This state-of-the-art library has Rust and Python API, but ironically no (C++) high-level one despite written in C++:
I’m guessing C-like C++ is kinda necessary for bindings to other [languages]
[TensorFlow, also written in C++, only had officially stable Python API (while Julia’s API better until unmaintained).]
If we want to call this library then we can for sure, using PythonCall.jl, also an option to call Rust’s API. So which would you prefer?
You might think why not use:
- GGUF models: Llama 2, Llama 3, and Phi-3 (not all quantization variants may work)
- Andrej Karpathy’s llama2.c format
Note there, it’s only the format, Karpathy’s excellent llama2.c isn’t actually used, nor would it do if used.
llama.cpp provides all the GGUF and all the quantization types, and I’m not sure there’s any real alternative.
So why is Llama[2].jl being made from scratch in pure Julia? It’s great that you can, but not really needed, or even wanted?

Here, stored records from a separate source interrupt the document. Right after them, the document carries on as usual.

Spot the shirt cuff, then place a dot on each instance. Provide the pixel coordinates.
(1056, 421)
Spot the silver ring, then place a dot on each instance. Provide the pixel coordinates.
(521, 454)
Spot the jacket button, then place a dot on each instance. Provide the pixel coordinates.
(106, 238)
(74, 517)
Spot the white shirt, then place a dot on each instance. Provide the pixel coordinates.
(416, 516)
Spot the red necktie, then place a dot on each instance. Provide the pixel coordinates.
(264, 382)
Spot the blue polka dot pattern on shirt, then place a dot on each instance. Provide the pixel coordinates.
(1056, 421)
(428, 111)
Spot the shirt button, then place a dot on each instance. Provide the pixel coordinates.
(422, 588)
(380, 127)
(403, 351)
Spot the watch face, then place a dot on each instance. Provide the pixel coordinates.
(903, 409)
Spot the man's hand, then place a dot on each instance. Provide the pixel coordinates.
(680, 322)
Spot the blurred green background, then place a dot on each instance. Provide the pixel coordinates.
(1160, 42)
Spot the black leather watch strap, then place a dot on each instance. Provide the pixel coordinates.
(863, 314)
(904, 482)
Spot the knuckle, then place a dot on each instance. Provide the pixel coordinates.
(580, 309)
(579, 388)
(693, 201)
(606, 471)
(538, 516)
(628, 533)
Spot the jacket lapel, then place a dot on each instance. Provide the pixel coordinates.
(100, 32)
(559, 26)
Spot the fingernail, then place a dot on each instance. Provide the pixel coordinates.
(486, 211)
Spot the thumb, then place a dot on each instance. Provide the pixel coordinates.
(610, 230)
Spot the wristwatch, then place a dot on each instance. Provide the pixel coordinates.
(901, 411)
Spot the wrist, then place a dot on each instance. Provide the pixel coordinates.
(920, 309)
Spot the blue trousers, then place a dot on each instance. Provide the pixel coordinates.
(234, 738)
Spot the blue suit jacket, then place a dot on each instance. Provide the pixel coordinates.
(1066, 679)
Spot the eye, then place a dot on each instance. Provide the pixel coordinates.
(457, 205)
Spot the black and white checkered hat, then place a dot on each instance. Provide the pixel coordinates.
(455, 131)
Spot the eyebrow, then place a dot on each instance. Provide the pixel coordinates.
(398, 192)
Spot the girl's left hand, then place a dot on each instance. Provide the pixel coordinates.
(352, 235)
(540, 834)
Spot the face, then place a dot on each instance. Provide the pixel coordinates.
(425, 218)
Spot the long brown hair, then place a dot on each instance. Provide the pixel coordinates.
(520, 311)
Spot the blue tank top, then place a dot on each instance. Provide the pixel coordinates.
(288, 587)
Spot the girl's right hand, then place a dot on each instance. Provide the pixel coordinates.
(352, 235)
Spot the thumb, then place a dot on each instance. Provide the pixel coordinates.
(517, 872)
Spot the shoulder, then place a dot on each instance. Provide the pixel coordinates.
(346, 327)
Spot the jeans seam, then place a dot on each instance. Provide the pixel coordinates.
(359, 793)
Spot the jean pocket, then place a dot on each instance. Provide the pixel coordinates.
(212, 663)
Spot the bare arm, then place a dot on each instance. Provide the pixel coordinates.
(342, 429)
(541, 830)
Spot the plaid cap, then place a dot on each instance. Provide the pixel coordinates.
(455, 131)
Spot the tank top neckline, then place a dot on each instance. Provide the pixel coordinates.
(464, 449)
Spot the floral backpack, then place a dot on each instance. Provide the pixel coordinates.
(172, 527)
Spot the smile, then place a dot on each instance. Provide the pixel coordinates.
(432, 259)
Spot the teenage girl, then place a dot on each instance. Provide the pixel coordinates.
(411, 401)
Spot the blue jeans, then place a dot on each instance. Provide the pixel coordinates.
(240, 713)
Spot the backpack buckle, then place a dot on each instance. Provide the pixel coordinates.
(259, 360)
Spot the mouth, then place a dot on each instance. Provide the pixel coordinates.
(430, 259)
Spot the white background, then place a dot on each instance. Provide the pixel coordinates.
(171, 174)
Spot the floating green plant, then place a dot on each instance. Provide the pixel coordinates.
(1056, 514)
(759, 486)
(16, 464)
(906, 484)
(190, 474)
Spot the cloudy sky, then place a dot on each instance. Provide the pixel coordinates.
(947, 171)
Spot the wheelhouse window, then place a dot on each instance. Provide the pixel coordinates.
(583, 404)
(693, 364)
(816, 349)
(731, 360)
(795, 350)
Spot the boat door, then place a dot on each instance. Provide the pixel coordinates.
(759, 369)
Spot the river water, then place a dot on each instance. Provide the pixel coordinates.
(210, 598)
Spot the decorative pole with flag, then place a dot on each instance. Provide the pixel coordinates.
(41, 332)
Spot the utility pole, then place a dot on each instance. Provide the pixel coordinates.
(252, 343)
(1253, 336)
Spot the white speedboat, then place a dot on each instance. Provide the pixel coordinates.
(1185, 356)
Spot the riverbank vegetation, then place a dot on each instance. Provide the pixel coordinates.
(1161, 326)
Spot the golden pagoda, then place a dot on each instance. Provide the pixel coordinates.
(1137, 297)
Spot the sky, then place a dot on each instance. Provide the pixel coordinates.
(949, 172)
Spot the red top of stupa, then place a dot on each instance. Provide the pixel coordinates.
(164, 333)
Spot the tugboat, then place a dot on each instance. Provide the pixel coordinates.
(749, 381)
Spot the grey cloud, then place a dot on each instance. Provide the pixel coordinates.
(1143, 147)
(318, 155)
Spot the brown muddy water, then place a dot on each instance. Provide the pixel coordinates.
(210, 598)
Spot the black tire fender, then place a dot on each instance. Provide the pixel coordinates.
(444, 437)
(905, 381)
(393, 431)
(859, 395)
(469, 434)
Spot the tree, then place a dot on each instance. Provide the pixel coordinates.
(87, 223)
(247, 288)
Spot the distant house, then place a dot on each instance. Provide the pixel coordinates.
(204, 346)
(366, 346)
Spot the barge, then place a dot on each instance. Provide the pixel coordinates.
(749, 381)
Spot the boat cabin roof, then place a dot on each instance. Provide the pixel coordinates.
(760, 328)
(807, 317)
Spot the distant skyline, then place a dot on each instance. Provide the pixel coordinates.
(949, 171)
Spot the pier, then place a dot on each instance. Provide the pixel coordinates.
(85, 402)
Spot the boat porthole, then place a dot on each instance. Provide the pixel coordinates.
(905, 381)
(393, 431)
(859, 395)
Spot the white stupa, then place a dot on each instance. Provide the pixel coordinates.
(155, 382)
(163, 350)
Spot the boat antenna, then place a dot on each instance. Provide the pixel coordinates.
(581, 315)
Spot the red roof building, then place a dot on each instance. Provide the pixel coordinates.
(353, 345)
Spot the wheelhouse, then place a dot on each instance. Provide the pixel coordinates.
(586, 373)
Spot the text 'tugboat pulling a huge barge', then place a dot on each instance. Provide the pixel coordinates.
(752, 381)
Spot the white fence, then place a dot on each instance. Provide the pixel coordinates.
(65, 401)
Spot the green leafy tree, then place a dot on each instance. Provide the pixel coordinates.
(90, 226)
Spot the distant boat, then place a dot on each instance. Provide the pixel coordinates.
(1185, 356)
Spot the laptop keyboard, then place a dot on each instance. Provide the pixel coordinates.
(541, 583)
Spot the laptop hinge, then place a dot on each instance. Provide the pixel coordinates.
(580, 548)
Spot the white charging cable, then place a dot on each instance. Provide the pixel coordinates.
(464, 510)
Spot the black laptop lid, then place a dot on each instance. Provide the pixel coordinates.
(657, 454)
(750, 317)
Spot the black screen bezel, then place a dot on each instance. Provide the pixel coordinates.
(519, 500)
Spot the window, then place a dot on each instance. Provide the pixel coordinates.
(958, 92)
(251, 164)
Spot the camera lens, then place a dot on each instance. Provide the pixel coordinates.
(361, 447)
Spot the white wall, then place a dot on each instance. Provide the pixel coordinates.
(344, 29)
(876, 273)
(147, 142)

I think we should reuse great code.
I think Julia could well be the high-level API for end-users (but also for other languages, i.e. replacing C++ as implementation language).
Until then, should we rather be wrapping Rust; or Python (in general, not just for this)?
Wrapping C++ is possible but famously annoying, and doesn’t really matter if you can or not if programs (increasingly?) do not provide C++ API. Rust also has some issues (or just this one solvable?), it can rearrange structs (good for it, for performance, bad for languages wrapping Rust, then you must forbid it, which is a possibility for “C-like API”; though in most cases not need? You just wrap API, not expose structs).